The INTERPHEX Exhibitor Awards recognized several parenteral packaging and handling advancements at INTERPHEX 2023, which took place between April 24–26, 2023 at the Javits Center in New York, NY (1). The Best in Show award went to IMA Life North America for its INJECTA aseptic fill/finish system, which has evolved to integrate its gloveless module. Robotic technologies help achieve gloveless processing and eliminate human intervention at crucial stages of the process, such as the aseptic assembly of sterile components loaded using rapid transfer ports. The system does not lose the sterility guaranteed by the autoclave, does not come into contact with the operator, and is assembled entirely in aseptic conditions following isolator decontamination. The extensive use of robotics drastically reduces the number of manual operations, eliminating the need for productivity-sapping integrity checks and simplifying compliance with Annex 1, which views gloves and manual operations as major sources of contamination (2).

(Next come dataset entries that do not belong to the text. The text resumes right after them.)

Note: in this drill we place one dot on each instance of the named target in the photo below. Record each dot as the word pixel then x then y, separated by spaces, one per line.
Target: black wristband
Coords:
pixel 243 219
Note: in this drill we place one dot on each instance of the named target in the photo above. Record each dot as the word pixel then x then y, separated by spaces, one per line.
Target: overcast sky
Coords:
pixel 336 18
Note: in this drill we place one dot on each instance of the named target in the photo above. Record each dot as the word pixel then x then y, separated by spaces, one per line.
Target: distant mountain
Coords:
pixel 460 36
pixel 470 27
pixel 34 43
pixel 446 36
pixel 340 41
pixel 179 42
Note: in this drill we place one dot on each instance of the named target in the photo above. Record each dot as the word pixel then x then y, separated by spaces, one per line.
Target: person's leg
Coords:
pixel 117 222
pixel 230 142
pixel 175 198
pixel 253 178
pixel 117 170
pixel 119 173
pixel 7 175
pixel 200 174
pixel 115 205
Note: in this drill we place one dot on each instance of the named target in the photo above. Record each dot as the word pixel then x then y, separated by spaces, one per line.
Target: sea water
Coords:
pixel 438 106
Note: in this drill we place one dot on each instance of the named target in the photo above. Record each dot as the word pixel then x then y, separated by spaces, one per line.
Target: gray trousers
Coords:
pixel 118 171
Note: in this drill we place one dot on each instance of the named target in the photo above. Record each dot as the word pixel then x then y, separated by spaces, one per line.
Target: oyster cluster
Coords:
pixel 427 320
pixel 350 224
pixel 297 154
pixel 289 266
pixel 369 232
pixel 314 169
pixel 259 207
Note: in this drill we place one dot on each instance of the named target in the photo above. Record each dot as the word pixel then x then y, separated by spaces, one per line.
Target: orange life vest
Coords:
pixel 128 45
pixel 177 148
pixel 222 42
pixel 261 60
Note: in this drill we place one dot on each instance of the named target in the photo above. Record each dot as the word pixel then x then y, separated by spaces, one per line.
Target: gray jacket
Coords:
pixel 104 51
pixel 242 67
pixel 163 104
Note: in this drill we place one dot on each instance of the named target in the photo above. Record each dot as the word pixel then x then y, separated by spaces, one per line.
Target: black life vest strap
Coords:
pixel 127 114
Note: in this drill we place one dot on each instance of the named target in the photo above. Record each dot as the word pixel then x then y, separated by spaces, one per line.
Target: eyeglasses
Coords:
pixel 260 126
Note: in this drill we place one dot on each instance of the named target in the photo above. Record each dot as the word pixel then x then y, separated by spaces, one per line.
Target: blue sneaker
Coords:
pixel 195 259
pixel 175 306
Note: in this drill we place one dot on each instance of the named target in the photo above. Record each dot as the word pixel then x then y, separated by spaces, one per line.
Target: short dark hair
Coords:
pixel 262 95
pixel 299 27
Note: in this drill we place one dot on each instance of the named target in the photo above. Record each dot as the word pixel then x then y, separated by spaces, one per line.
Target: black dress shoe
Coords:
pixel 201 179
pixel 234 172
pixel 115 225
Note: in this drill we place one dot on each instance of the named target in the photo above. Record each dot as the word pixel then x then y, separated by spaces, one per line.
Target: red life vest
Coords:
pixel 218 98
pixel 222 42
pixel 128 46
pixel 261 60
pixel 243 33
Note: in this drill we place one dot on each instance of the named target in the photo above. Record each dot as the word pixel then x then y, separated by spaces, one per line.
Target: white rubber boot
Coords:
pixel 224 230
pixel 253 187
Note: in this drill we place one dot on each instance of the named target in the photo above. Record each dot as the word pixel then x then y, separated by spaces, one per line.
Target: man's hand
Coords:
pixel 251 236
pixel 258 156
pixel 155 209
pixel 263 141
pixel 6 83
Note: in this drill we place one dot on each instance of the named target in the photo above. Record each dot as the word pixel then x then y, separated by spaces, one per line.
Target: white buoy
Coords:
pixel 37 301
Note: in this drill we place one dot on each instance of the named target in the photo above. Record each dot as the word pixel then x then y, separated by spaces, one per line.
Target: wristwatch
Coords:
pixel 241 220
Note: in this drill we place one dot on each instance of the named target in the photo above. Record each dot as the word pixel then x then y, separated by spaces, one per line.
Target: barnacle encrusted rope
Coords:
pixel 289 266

The award for Best New Product/Service went to the BoMa Dosing System from DEC Group, which recently established a Filling Solution Technologies Division. Judges selected the patented BoMa precision filling technology for its ability to precisely dose highly sensitive pharmaceutical products without the stress and shear associated with pumps and other conventional filling methods. The system harnesses the physics principles of Boyle’s Law, or pressure and volume of a gas have an inverse relationship with constant temperature, and uses a vacuum to smoothly and precisely handle tiny amounts of product and a wide range of fluid densities and viscosities (3).

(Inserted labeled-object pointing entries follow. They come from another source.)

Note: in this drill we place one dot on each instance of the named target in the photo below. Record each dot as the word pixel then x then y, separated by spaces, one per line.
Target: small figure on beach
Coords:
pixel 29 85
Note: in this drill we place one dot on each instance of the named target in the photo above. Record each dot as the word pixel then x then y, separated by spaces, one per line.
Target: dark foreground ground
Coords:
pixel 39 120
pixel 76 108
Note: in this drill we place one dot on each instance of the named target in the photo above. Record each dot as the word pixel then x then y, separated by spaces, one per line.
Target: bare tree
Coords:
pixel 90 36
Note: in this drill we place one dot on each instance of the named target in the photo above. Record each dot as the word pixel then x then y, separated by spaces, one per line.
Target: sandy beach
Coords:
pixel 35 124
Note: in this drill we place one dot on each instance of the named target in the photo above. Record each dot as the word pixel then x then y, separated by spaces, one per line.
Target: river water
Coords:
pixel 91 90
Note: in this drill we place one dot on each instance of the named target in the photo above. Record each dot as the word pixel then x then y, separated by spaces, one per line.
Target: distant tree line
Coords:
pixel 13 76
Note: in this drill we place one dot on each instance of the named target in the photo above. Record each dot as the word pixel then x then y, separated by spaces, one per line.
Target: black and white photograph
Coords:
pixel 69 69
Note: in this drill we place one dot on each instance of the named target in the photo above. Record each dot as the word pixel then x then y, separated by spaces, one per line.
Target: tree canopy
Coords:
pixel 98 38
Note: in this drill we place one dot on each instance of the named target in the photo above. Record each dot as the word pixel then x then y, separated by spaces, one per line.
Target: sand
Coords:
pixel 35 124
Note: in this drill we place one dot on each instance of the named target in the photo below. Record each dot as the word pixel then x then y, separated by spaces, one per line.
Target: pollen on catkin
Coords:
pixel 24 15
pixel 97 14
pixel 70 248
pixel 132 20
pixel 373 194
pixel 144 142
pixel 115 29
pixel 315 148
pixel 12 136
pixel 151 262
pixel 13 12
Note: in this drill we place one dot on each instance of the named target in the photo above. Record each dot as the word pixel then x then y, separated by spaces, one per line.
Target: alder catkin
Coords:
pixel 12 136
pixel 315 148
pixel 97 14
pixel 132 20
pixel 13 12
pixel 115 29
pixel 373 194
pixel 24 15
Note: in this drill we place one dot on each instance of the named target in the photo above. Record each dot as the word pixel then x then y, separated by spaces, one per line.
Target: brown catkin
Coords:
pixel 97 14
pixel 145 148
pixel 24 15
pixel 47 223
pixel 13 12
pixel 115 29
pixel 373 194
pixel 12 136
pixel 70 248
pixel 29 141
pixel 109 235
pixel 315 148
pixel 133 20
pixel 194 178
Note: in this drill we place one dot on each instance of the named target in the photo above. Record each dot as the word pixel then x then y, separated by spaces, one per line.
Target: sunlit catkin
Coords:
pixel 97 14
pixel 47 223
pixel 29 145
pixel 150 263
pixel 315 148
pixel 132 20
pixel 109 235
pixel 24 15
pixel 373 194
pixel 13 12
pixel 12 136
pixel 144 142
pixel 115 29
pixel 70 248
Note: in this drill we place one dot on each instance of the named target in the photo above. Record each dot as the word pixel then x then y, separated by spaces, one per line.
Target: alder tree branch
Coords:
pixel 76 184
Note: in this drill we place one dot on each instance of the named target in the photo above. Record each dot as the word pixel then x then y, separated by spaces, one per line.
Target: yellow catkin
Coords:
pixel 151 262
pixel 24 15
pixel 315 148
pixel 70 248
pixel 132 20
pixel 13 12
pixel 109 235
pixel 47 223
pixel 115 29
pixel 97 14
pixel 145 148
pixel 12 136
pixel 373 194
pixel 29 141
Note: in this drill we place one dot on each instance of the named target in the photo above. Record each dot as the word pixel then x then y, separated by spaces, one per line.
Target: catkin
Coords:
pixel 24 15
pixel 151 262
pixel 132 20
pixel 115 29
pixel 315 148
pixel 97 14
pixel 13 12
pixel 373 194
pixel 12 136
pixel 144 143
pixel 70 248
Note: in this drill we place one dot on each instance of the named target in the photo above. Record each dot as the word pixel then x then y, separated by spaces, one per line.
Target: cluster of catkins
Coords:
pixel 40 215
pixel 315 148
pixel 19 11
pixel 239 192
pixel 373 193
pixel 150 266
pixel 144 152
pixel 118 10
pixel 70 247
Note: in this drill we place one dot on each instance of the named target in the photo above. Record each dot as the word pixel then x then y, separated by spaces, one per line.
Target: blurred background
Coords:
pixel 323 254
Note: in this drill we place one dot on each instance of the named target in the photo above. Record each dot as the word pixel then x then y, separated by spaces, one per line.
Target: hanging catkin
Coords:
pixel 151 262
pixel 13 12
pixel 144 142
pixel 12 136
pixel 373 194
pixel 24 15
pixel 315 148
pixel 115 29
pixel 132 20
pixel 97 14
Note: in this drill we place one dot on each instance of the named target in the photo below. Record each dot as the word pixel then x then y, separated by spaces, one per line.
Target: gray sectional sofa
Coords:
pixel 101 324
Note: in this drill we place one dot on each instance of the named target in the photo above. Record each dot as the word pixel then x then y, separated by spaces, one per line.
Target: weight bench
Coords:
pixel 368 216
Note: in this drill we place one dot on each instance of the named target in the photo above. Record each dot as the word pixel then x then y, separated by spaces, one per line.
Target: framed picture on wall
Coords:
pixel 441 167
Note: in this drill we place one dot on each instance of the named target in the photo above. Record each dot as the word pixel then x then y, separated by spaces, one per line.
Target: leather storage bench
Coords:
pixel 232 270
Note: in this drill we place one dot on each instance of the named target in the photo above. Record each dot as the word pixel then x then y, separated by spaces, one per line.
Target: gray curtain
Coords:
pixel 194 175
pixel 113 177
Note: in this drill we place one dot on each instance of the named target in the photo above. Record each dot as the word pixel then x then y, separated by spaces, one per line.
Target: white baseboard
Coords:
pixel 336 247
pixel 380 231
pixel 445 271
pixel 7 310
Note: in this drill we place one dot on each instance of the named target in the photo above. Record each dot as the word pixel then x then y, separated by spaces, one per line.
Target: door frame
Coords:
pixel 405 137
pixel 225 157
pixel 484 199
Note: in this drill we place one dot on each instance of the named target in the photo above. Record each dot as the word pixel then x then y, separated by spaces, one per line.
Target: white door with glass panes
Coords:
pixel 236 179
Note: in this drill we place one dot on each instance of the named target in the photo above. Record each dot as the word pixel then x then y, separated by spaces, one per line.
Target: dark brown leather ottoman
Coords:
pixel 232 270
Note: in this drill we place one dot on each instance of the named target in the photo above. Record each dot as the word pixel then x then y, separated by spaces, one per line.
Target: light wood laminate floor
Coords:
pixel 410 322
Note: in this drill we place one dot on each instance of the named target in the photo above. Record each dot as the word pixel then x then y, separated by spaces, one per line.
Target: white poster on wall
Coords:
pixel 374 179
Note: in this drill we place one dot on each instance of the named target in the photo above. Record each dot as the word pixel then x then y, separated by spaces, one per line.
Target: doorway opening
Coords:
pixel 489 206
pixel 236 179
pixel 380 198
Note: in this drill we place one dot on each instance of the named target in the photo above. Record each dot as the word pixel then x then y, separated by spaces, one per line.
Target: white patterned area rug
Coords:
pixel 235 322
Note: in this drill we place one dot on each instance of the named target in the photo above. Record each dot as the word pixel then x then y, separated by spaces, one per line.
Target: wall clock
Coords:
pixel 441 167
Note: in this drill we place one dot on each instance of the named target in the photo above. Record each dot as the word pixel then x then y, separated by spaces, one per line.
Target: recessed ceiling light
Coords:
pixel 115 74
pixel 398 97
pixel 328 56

A robotic innovation, the bionically-inspired, energy-free ADHESO gripping technology from Schunk, captured the Editor’s Choice award. ADHESO end effectors grip without mechanical force, external energy supply, or residue generation enabling gentle product handling and compatibility with cleanroom requirements. Modeled on Van Der Waals adhesive forces used by animals, such as geckos, for locomotion, the grippers use gentle pressure to pick and one of four release options for placing: rotary movement, tilting movement, sliding movement, or pressing. Alternatively, it is also possible to equip the gripper with an active wiper, which prevents mechanical stress on the workpiece at the placing position. Four standardized ADHESO gripper pad sizes with matching ISO flange adapter serve a wide range of applications (4).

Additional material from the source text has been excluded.